Оружия у покупателей, как правило, не бывает, а те, у кого оно есть, покорно предъявляют мне пластиковое разрешение. Собственный пистолет висит у меня сзади в кожаной кобуре и доставляет массу неудобств. Главное неудобство — это постоянная забота, чтобы он, не дай Бог, не пропал. Придется тогда заполнять массу бумаг и бланков, давать показания, возмещать компании номинальную стоимость утерянного старья. Самое лучшее — держать оружие в сейфе, целее будет, вот только стоит нормальный сейф побольше, чем моя месячная зарплата. Поэтому я, как настоящий революционер-конспиратор, держу его под подушкой, а туда, куда король ходит без свиты, я хожу вооруженный до зубов, мало ли что может случиться. И, как вы уже догадались, я всегда готов замочить врага прямо в сортире.
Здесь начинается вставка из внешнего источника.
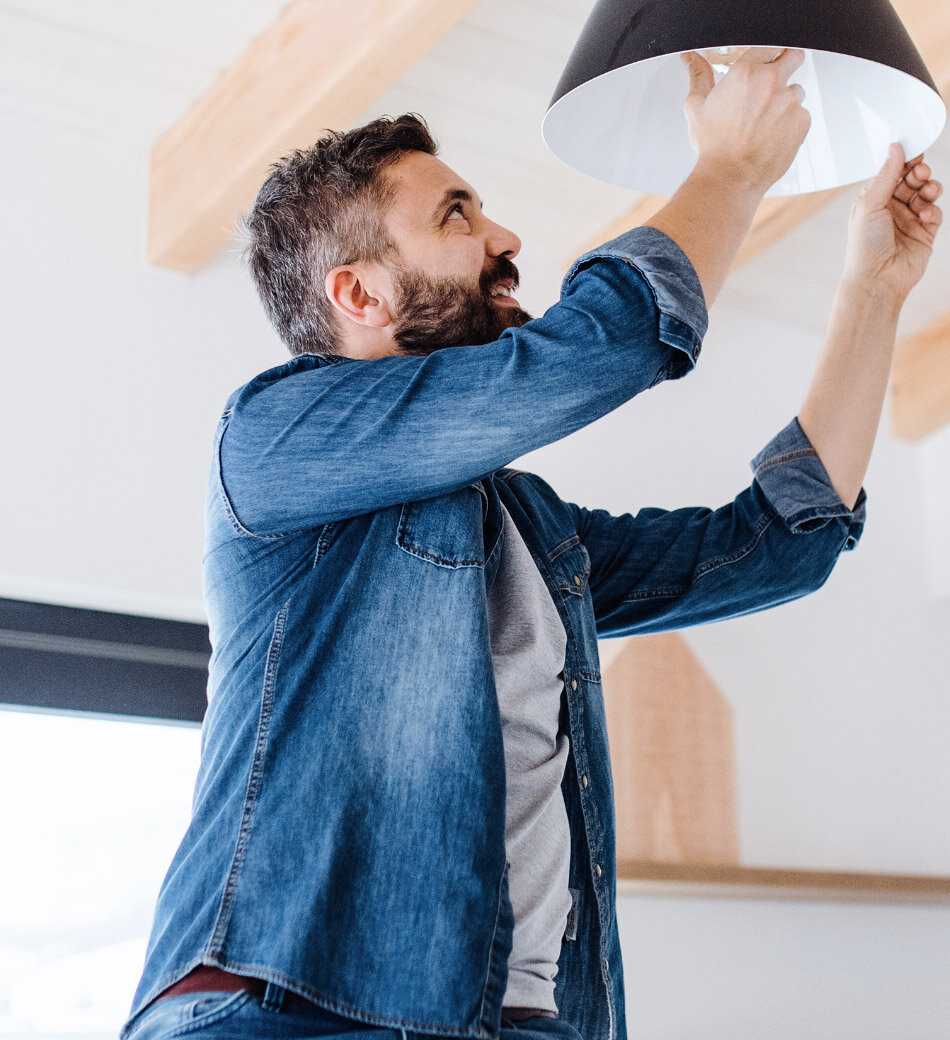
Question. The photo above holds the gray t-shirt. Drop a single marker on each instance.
(528, 644)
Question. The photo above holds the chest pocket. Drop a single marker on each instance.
(570, 567)
(446, 530)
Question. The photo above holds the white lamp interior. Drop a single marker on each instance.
(627, 126)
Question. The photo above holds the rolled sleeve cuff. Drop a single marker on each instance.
(797, 486)
(669, 273)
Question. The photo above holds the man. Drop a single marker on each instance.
(403, 820)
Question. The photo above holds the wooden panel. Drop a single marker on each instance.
(671, 754)
(920, 382)
(747, 882)
(321, 65)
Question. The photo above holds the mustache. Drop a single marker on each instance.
(504, 269)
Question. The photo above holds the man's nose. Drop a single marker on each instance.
(501, 241)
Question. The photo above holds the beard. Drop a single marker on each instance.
(436, 312)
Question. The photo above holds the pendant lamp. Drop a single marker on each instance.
(617, 111)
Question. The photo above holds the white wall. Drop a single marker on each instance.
(114, 374)
(710, 969)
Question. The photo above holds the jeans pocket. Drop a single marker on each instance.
(204, 1009)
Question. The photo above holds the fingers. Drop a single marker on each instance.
(702, 79)
(881, 188)
(917, 189)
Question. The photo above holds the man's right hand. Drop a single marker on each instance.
(751, 124)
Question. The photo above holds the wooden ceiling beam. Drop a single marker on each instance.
(319, 65)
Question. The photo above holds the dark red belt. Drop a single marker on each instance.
(206, 977)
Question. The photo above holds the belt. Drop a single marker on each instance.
(207, 977)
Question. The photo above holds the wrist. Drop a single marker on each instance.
(867, 291)
(729, 176)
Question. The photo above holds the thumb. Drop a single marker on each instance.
(701, 77)
(879, 189)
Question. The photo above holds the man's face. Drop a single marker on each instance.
(454, 260)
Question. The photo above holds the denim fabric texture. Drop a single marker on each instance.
(216, 1015)
(348, 831)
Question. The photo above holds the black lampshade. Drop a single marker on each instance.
(617, 111)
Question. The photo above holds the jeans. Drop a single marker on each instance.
(221, 1015)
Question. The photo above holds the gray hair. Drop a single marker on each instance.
(321, 208)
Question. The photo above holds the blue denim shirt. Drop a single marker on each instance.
(348, 831)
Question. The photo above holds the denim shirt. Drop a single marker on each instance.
(348, 830)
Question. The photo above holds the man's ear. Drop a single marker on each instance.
(360, 295)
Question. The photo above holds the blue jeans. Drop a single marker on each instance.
(221, 1015)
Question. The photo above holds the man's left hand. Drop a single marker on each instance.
(893, 225)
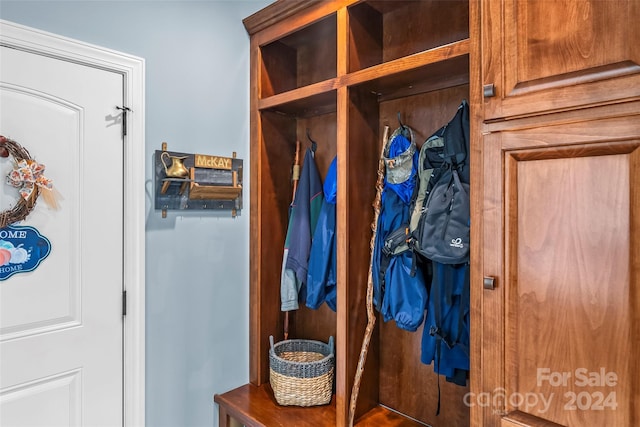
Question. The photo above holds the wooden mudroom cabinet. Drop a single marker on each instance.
(554, 90)
(555, 281)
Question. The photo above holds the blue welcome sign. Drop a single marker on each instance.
(22, 248)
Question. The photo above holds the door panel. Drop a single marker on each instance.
(559, 55)
(568, 313)
(61, 324)
(560, 226)
(58, 305)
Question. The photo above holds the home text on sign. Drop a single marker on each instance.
(212, 162)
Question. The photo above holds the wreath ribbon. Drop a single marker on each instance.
(26, 176)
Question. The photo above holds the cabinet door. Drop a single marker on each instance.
(561, 225)
(555, 55)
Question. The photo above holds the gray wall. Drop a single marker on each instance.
(197, 100)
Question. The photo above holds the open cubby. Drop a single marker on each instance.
(341, 71)
(382, 31)
(304, 57)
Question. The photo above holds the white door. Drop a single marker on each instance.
(61, 325)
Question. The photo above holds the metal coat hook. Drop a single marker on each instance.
(314, 145)
(404, 129)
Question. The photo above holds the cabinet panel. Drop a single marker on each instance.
(566, 269)
(551, 56)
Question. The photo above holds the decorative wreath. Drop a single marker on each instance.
(28, 176)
Раньше мой пост был на въезде на стоянку, где мне вменялось в обязанность проверять багажники. Что дают такие проверки, так и осталось военной тайной, потому что кроме как«…на предмет подозрительных предметов…», а также весьма сомнительных «случаев из практики» наш офицер безопасности Моше ничего придумать не мог. Зато на еженедельном инструктаже наша полупенсионерская команда неизменно получала лекцию о «контурах безопасности», в которых багажники служили внешним контуром, а магнитометр — внутренним. Но я не долго пачкал руки на внешнем контуре, всего через месяц из-за текучки кадров меня приставили к магнитометру. Моему молодому коллеге Виктору повезло меньше — он стоит на стоянке в жару и в дождь уже больше года. Вот так, уже привык называть Витю «моим молодым коллегой», а ведь он лет на десять старше меня, но поскольку его стаж в компании на полгода меньше, то он по универсальным «дедовским» правилам считается «молодым», и пост его поганей моего.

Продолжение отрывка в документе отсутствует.